Considerações sobre o empenho do Presidente Lula para promover a integração dos países da América do Sul.

Autor
Roberto Saturnino (PT - Partido dos Trabalhadores/RJ)
Nome completo: Roberto Saturnino Braga
Casa
Senado Federal
Tipo
Discurso
Resumo por assunto
POLITICA EXTERNA.:
  • Considerações sobre o empenho do Presidente Lula para promover a integração dos países da América do Sul.
Aparteantes
Ney Suassuna, Rodolpho Tourinho.
Publicação
Publicação no DSF de 28/08/2003 - Página 25140
Assunto
Outros > POLITICA EXTERNA.
Indexação
  • ELOGIO, POLITICA EXTERNA, LUIZ INACIO LULA DA SILVA, PRESIDENTE DA REPUBLICA, ACORDO, ALFANDEGA, PAIS ESTRANGEIRO, PERU, INICIO, PROCESSO, ADESÃO, MERCADO COMUM DO SUL (MERCOSUL), EMPENHO, INTEGRAÇÃO, AMERICA DO SUL.
  • ANALISE, AREA DE LIVRE COMERCIO DAS AMERICAS (ALCA), RISCOS, MANUTENÇÃO, DISPARIDADE, DESENVOLVIMENTO, ESTADOS MEMBROS, HEGEMONIA, PAIS ESTRANGEIRO, ESTADOS UNIDOS DA AMERICA (EUA), PREJUIZO, SUBORDINAÇÃO, AMERICA DO SUL, ELOGIO, POLITICA EXTERNA, BRASIL, PRIORIDADE, INTEGRAÇÃO, TERCEIRO MUNDO, PROCESSO, INCLUSÃO, ECONOMIA, SOCIEDADE, CULTURA, POLITICA.
  • REGISTRO, ASSINATURA, ACORDO CULTURAL, AGENCIA NACIONAL, CINEMA, BRASIL, AGENCIA, PAIS ESTRANGEIRO, ARGENTINA, VANTAGENS, DISTRIBUIÇÃO, FILME.

O SR. ROBERTO SATURNINO (Bloco/PT - RJ. Pronuncia o seguinte discurso.

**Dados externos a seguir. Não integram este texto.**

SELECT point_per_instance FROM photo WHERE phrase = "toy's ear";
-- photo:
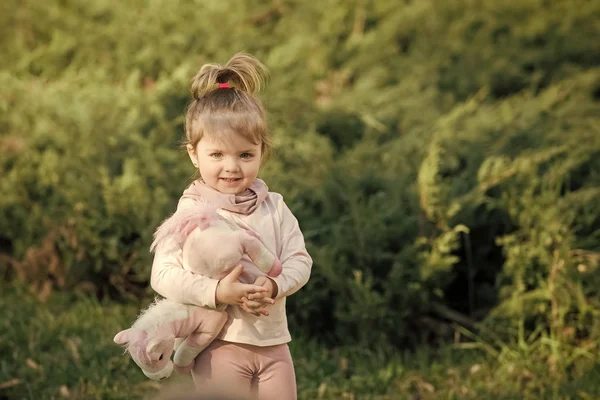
(153, 347)
(124, 337)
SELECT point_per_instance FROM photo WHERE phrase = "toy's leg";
(193, 345)
(260, 255)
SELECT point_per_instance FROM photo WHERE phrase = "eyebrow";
(221, 151)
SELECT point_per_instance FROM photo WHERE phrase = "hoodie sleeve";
(296, 261)
(171, 280)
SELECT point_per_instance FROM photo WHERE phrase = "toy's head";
(152, 355)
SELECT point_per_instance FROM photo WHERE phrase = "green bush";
(439, 156)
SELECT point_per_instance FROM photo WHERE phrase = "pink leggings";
(264, 372)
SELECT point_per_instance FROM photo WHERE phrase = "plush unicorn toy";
(212, 247)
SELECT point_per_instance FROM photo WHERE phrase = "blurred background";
(442, 157)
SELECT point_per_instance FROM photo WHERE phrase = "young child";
(227, 140)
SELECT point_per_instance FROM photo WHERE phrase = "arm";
(297, 263)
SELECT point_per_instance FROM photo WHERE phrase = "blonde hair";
(222, 111)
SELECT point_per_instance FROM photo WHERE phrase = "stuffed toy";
(211, 246)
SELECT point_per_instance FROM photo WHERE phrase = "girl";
(227, 141)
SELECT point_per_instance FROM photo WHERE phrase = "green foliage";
(63, 349)
(434, 152)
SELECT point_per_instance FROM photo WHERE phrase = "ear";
(156, 346)
(124, 337)
(192, 153)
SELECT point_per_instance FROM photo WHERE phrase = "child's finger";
(251, 303)
(254, 289)
(249, 310)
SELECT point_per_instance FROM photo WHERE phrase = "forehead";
(228, 141)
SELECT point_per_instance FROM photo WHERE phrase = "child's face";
(229, 166)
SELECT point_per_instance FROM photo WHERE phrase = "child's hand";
(230, 291)
(256, 303)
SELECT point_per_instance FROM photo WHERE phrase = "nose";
(231, 165)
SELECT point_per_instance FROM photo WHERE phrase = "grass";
(63, 349)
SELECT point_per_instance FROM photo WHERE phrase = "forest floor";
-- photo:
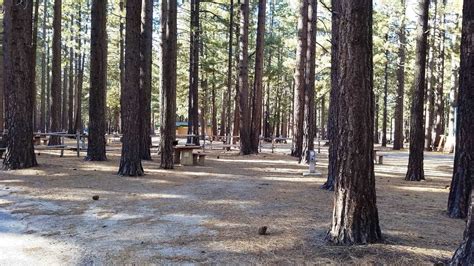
(211, 213)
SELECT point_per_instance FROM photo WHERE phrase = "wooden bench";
(52, 148)
(184, 154)
(378, 159)
(3, 147)
(199, 158)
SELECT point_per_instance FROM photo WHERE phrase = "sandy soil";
(211, 214)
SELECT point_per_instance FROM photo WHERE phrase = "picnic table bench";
(377, 159)
(184, 154)
(52, 148)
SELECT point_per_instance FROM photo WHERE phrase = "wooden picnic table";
(183, 154)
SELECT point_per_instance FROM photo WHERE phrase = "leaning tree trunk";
(245, 145)
(145, 79)
(17, 52)
(415, 161)
(98, 82)
(299, 96)
(398, 133)
(130, 162)
(168, 81)
(333, 98)
(257, 99)
(461, 183)
(56, 75)
(355, 216)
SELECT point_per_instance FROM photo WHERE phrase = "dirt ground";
(211, 214)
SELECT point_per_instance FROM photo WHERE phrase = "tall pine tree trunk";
(34, 45)
(461, 184)
(64, 97)
(56, 75)
(333, 98)
(80, 78)
(415, 161)
(433, 79)
(299, 96)
(18, 77)
(257, 99)
(145, 78)
(229, 72)
(193, 101)
(245, 144)
(310, 115)
(385, 99)
(355, 216)
(439, 123)
(168, 97)
(122, 54)
(98, 82)
(2, 78)
(398, 132)
(70, 111)
(130, 161)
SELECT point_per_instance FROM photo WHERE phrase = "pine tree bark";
(376, 122)
(355, 215)
(398, 132)
(98, 83)
(18, 52)
(70, 110)
(130, 161)
(333, 98)
(461, 184)
(193, 99)
(214, 107)
(245, 142)
(34, 45)
(464, 254)
(56, 75)
(122, 53)
(310, 103)
(80, 77)
(223, 115)
(230, 56)
(299, 96)
(257, 99)
(168, 98)
(236, 128)
(64, 97)
(385, 99)
(145, 79)
(439, 123)
(2, 78)
(415, 161)
(48, 86)
(431, 86)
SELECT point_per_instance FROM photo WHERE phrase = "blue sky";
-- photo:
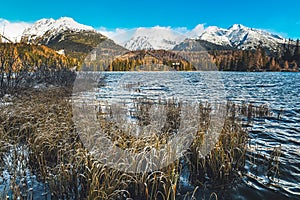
(279, 17)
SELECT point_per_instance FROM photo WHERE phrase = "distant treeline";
(286, 59)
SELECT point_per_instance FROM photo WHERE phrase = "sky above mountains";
(115, 15)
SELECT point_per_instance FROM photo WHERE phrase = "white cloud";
(13, 30)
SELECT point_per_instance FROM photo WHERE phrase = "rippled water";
(280, 91)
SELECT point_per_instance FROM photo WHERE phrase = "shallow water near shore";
(279, 91)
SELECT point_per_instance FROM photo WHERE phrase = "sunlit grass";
(38, 137)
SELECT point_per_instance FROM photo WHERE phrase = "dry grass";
(38, 136)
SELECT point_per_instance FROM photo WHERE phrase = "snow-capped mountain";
(241, 37)
(236, 37)
(46, 29)
(154, 38)
(12, 30)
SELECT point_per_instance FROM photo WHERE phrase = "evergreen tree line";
(286, 59)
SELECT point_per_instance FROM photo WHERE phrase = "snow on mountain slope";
(154, 38)
(215, 35)
(12, 30)
(241, 37)
(51, 27)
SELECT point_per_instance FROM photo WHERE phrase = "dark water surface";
(279, 91)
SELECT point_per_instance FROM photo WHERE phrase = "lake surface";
(279, 91)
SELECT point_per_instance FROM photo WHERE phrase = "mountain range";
(65, 32)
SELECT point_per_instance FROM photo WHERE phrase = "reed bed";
(39, 140)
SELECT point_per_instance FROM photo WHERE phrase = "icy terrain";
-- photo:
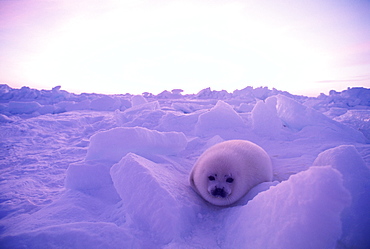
(98, 171)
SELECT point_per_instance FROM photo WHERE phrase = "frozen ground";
(97, 171)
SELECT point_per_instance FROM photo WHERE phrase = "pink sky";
(304, 47)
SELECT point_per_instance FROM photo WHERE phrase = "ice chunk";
(5, 119)
(302, 212)
(221, 120)
(264, 118)
(73, 235)
(297, 117)
(174, 121)
(105, 103)
(138, 100)
(356, 176)
(150, 106)
(152, 197)
(16, 107)
(113, 144)
(92, 178)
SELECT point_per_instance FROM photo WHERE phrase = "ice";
(302, 212)
(105, 103)
(111, 171)
(152, 197)
(23, 107)
(92, 178)
(113, 144)
(298, 117)
(138, 100)
(222, 119)
(356, 176)
(265, 119)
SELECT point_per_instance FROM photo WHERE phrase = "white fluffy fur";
(243, 161)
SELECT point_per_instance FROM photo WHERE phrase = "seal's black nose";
(219, 192)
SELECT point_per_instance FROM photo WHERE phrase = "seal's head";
(219, 186)
(224, 173)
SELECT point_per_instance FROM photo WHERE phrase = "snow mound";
(113, 144)
(302, 212)
(92, 178)
(221, 120)
(356, 176)
(74, 235)
(152, 197)
(265, 120)
(299, 117)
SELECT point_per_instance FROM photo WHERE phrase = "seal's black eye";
(229, 180)
(211, 178)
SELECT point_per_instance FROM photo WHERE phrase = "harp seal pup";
(224, 173)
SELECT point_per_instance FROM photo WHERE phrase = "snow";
(99, 171)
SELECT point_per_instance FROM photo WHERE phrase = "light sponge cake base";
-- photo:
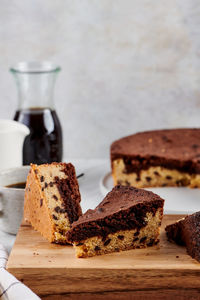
(123, 239)
(44, 205)
(153, 177)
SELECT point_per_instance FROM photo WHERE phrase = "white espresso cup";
(12, 199)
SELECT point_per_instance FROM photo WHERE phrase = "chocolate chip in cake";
(57, 209)
(60, 210)
(54, 217)
(135, 239)
(179, 183)
(97, 248)
(156, 173)
(79, 244)
(127, 183)
(148, 178)
(100, 209)
(143, 239)
(151, 242)
(107, 242)
(119, 182)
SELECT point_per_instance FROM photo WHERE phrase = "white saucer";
(178, 200)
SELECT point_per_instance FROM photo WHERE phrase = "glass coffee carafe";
(35, 83)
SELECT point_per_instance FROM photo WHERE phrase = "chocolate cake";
(157, 158)
(186, 232)
(127, 218)
(52, 200)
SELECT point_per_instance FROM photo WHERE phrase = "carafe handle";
(1, 204)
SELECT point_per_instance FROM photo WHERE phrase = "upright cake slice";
(186, 232)
(127, 218)
(157, 158)
(52, 200)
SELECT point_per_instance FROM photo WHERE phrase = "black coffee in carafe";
(44, 143)
(35, 83)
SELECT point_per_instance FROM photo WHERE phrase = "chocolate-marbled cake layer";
(187, 232)
(124, 208)
(172, 149)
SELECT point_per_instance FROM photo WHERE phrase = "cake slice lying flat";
(157, 158)
(52, 200)
(127, 218)
(186, 232)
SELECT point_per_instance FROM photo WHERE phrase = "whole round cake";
(157, 158)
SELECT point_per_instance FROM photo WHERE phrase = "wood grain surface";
(164, 271)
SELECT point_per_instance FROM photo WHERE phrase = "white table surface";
(94, 170)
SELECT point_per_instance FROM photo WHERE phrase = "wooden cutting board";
(164, 271)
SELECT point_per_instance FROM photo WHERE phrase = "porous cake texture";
(52, 199)
(157, 158)
(186, 232)
(127, 218)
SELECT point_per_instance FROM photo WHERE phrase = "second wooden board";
(52, 271)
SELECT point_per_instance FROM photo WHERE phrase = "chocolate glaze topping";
(173, 149)
(187, 232)
(122, 209)
(69, 191)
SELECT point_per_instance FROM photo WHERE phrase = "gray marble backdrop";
(127, 65)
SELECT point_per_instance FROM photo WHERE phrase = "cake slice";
(52, 200)
(186, 232)
(127, 218)
(157, 158)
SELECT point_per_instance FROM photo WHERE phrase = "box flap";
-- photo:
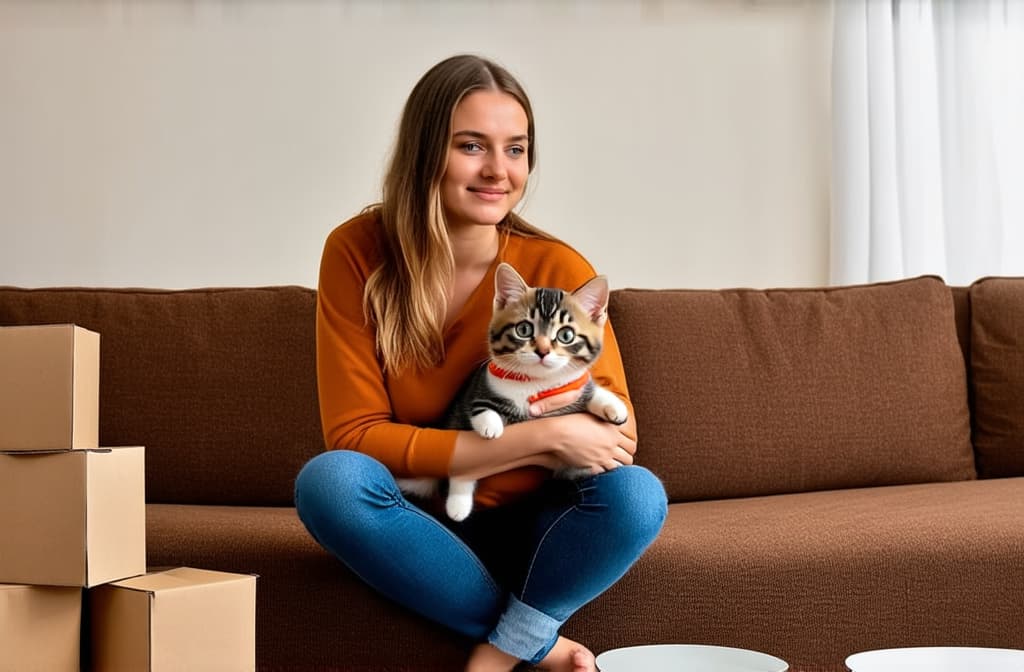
(116, 525)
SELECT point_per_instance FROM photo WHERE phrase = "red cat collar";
(545, 393)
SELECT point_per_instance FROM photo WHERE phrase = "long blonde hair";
(407, 296)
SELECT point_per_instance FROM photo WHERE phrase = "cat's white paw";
(615, 412)
(488, 424)
(459, 506)
(606, 405)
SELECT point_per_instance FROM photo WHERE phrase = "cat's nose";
(543, 347)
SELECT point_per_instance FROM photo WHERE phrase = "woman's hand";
(581, 439)
(574, 439)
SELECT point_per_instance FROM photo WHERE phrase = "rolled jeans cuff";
(524, 632)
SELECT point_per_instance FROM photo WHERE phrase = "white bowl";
(687, 658)
(938, 659)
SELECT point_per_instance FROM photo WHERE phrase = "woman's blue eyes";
(474, 148)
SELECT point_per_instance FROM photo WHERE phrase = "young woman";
(404, 301)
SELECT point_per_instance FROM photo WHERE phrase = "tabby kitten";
(542, 342)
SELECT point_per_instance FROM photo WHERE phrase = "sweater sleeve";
(355, 409)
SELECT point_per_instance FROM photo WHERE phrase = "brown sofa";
(845, 466)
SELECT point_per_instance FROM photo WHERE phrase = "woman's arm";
(579, 439)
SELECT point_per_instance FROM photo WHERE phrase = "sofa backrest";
(747, 392)
(737, 392)
(997, 375)
(217, 384)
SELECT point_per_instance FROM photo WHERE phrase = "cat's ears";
(509, 286)
(593, 296)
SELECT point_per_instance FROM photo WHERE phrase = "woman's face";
(486, 164)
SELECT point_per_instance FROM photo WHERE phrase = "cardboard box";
(180, 619)
(49, 387)
(74, 517)
(40, 628)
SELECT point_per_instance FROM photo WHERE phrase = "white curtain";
(928, 139)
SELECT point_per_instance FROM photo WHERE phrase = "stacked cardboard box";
(73, 519)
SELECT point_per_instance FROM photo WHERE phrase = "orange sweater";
(390, 417)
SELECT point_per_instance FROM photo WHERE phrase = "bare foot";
(568, 656)
(487, 659)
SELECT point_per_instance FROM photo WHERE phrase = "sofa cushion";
(997, 375)
(743, 392)
(218, 384)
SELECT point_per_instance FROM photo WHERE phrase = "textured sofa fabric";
(830, 457)
(794, 390)
(997, 375)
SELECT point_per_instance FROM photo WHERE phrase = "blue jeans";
(510, 575)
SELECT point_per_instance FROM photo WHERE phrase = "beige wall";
(184, 143)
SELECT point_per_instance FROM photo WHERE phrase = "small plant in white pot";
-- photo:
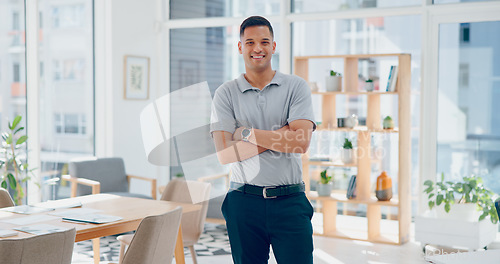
(333, 82)
(347, 152)
(474, 202)
(325, 184)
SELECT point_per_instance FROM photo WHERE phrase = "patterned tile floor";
(213, 242)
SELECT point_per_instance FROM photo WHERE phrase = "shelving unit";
(372, 227)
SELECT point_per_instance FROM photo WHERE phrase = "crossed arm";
(292, 138)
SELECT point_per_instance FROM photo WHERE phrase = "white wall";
(133, 33)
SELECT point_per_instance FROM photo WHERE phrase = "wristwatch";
(245, 134)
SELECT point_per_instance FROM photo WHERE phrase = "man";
(261, 123)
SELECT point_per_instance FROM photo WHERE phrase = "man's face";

Sem revisão do orador.) - Sr. Presidente, Srªs e Srs. Senadores, nesses últimos dias, o Presidente Lula deu mais dois passos extremamente importantes para a consecução do ideal de integração da América do Sul. Essa integração não deve ser apenas econômica, até porque, para isso ocorrer, exige-se um mínimo de integração política, cultural, de conhecimento entre os povos, a fim de que as oportunidades e os potenciais de desenvolvimento da integração consigam se realizar em plenitude. Um projeto de integração exclusivamente econômica fica pela metade, não realiza inteiramente o seu potencial. Como o Presidente Lula afirmou no Peru, é preciso criar a nação sul-americana, ou seja, que se faça uma integração econômica, política, cultural, de conhecimento entre os povos.

O Presidente Lula, no exercício da sua liderança, hoje reconhecida internacionalmente, conseguiu que o Peru desse um primeiro passo para sua adesão ao Mercosul ao firmar um acordo aduaneiro. Começa por esse acordo e prossegue por outras linhas de integração até que as nações do continente estejam todas voltadas para esse projeto, que constitui uma prioridade em termos de um desenvolvimento pleno das respectivas nações.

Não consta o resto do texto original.